Whether he looks forward or back, Nick Flanagan struggles for answers.

Once a Hunter product tipped to challenge the likes of Jan Stephenson and Jack Newton as one of the region’s greatest ever golfers, Flanagan returns for the TPS Hunter Valley at Cypress Lakes Golf and Country Club facing his own golf mortality.

This week is the second in a three-week stint of tournaments on home soil designed to test whether the wrist injury that has hampered Flanagan’s career so significantly will allow him to continue at all.

There were encouraging signs at Bonnie Doon last week where he shot 67 on Saturday before the final round was abandoned, yet doubt lingers as to how it will feel at the end of next week’s NSW Open.

Since his emotional tie for third behind Adam Scott at the 2019 Australian PGA Championship Flanagan has played just three events, 733 days passing between his third-place finish at the New Zealand Open in 2020 and last week’s opening round at TPS Sydney.

He has also become a father to a daughter, Scottie, and son, Marshall, he and wife Corrine introducing them to their paternal grandparents in Newcastle for the first time just last week.

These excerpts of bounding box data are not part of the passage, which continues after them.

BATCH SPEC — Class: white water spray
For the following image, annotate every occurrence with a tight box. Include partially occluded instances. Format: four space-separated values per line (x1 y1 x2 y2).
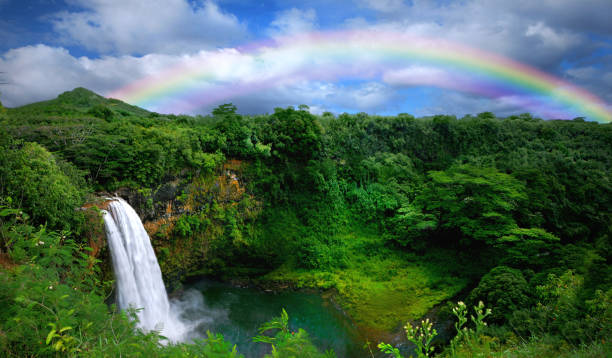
103 198 194 342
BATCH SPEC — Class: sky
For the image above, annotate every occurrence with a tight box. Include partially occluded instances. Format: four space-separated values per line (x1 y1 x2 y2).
0 0 612 118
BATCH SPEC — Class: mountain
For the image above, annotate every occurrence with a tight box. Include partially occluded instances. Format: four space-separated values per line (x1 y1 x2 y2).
9 87 150 118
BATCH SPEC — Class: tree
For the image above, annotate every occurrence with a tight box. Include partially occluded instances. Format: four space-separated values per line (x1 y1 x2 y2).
416 165 526 245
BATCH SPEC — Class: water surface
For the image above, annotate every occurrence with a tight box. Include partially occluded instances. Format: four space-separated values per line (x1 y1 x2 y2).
186 279 367 358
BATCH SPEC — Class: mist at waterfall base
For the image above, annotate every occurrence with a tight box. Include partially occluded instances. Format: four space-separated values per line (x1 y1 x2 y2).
103 198 363 357
103 198 202 342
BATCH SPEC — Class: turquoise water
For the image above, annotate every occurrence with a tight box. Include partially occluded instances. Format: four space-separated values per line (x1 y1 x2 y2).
186 280 367 358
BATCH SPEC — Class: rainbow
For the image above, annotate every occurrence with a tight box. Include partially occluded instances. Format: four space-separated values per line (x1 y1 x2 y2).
107 30 612 123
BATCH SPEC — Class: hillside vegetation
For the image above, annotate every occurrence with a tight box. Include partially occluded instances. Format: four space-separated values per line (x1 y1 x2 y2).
0 88 612 357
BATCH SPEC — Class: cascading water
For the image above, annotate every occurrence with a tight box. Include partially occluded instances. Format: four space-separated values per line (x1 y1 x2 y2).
103 198 190 342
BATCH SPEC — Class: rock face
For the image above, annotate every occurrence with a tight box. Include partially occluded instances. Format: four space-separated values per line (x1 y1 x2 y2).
96 160 261 285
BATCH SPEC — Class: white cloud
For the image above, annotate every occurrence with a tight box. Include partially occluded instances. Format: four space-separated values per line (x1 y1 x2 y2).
0 45 180 107
267 8 317 37
361 0 406 13
352 0 612 72
52 0 246 55
525 22 580 51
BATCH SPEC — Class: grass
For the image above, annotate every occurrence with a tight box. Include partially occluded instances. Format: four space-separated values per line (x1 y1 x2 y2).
262 231 468 333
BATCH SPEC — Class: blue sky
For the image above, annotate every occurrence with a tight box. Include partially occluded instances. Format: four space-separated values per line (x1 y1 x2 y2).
0 0 612 116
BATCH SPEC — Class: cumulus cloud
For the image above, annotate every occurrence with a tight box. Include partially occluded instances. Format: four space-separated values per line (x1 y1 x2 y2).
354 0 612 72
267 8 317 37
52 0 246 55
0 45 180 107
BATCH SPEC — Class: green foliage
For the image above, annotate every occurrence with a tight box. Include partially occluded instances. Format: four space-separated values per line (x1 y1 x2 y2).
0 140 85 228
469 266 532 323
0 92 612 356
378 318 438 358
416 165 526 244
253 308 336 358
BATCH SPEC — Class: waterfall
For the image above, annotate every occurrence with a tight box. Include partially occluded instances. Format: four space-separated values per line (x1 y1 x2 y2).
103 198 190 342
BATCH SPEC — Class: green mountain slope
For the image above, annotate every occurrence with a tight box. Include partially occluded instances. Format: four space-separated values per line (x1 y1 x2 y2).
9 87 150 118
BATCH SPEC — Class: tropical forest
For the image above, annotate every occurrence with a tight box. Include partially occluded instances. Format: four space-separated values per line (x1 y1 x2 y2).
0 87 612 358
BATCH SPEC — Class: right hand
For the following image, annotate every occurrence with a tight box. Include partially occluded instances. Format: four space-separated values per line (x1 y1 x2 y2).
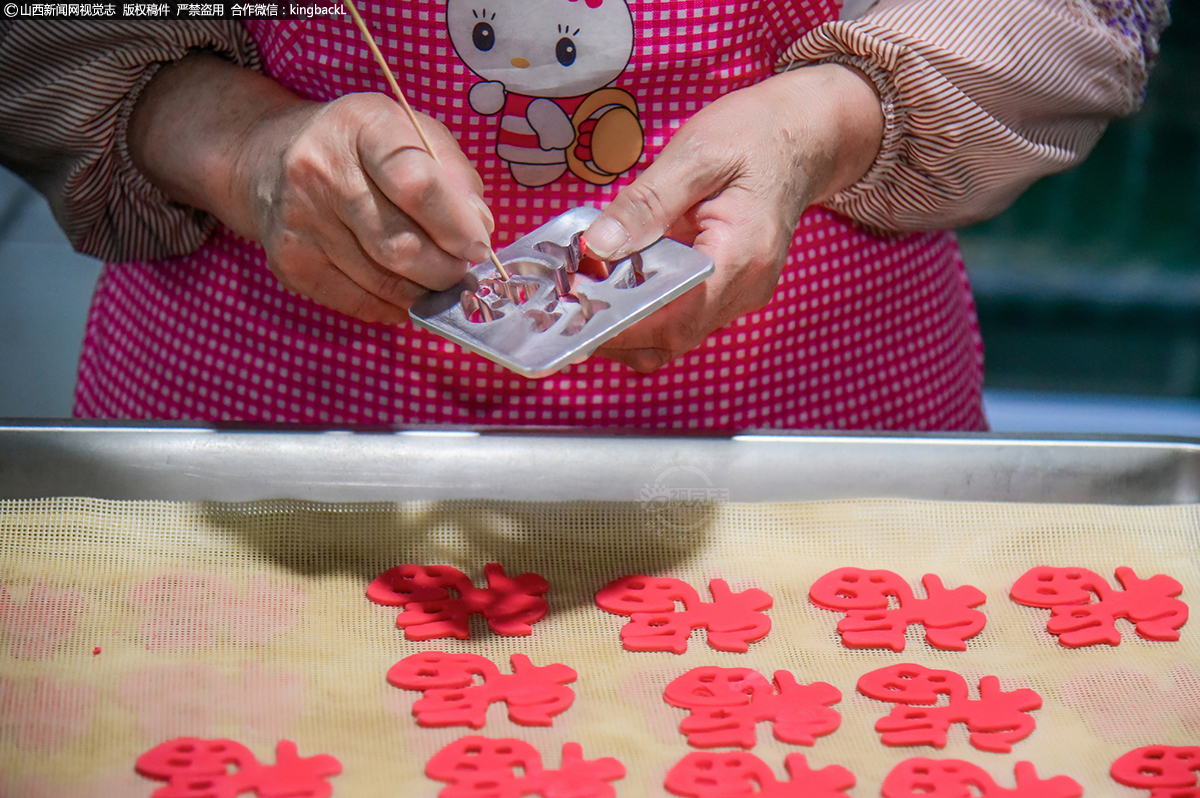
130 56 494 324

It is his commitment to his family that makes Flanagan question how long he can keep playing; his life-long addiction to tournament golf constantly teasing him to keep going.

“I’m finding it hard to make a decision at the moment because I don’t want to let go of the golf but it seems like a lot of things are telling me to,” an honest Flanagan admits.

“I’ve had a lot of time to sit back and think about what I’m going to do in the future and I still really haven’t been able to come up with a decision.

“I’d love to keep playing as a career but things have changed so much in the past two years, I’ve got to think about feeding the kids and keeping a roof over their heads.

“Without the playing opportunities I would have had before COVID, it’s been a pretty difficult decision to make at the moment, whether I’m going to keep going or look for other avenues.”

Ranked as high as 129th in the world and a four-time winner on the Korn Ferry Tour, the COVID-19 pandemic served as a giant roadblock to a Flanagan comeback.

In the space of three events starting at the Australian PGA at Royal Pines in December 2019, the now 37-year-old climbed off the proverbial canvas, elevating his world ranking from 1,118th to 409th before COVID stopped everyone in their tracks.

“It seems like that’s part of the MO with my career; as soon as I feel like I get on a roll something happens and I’ve got to start over again,” says Flanagan, who is scheduled to tee off at 12.35pm on Friday at Cypress Lakes.

“I felt like I was just starting to hit my stride again – I was injury free and looking like I was going to get into a bunch of European Tour events and finals of Q School.

“I got the exemption finally to final stage of Q School two years in a row and they cancel it two years in a row.

“It’s just a lot of bad timing I guess but I had two kids during it so a lot of positive things happened as well.

“Maybe it’s the universe again trying to tell me something.”

Such is Flanagan’s status on the ISPS Handa PGA Tour of Australasia he is already eyeing off a return to Australia later this year to play a full schedule that will include an Australian Open and a $2 million Australian PGA Championship at Royal Queensland co-sanctioned with the DP World Tour.

The desire and belief are not in question, the answer instead relying on how much more golf his body can sustain.

“I know my game’s as good as it’s ever been,” Flanagan insists.

“Even after these two years I still feel like I play really good golf, it’s really just going to be a matter of whether my wrist injury can handle it and how that continues to go.

“These three weeks are more of a trial run to see if I can get through it.

“I wake up in the mornings and it’s quite painful but it seems to be able to get through a round of golf without any problems.

“It’s hard to step away from the game considering it’s the only thing I’ve ever known.

“After three weeks we’ll know a little bit more.”

The TPS Hunter Valley Hosted by Jan Stephenson and Peter O’Malley starts at Cypress Lakes Golf and Country Club on Friday at 7.30am. The final two rounds will be broadcast live on Fox Sports, Kayo Freebies and Sky Sport NZ from 2.30pm on Saturday and from 12.30pm on Sunday.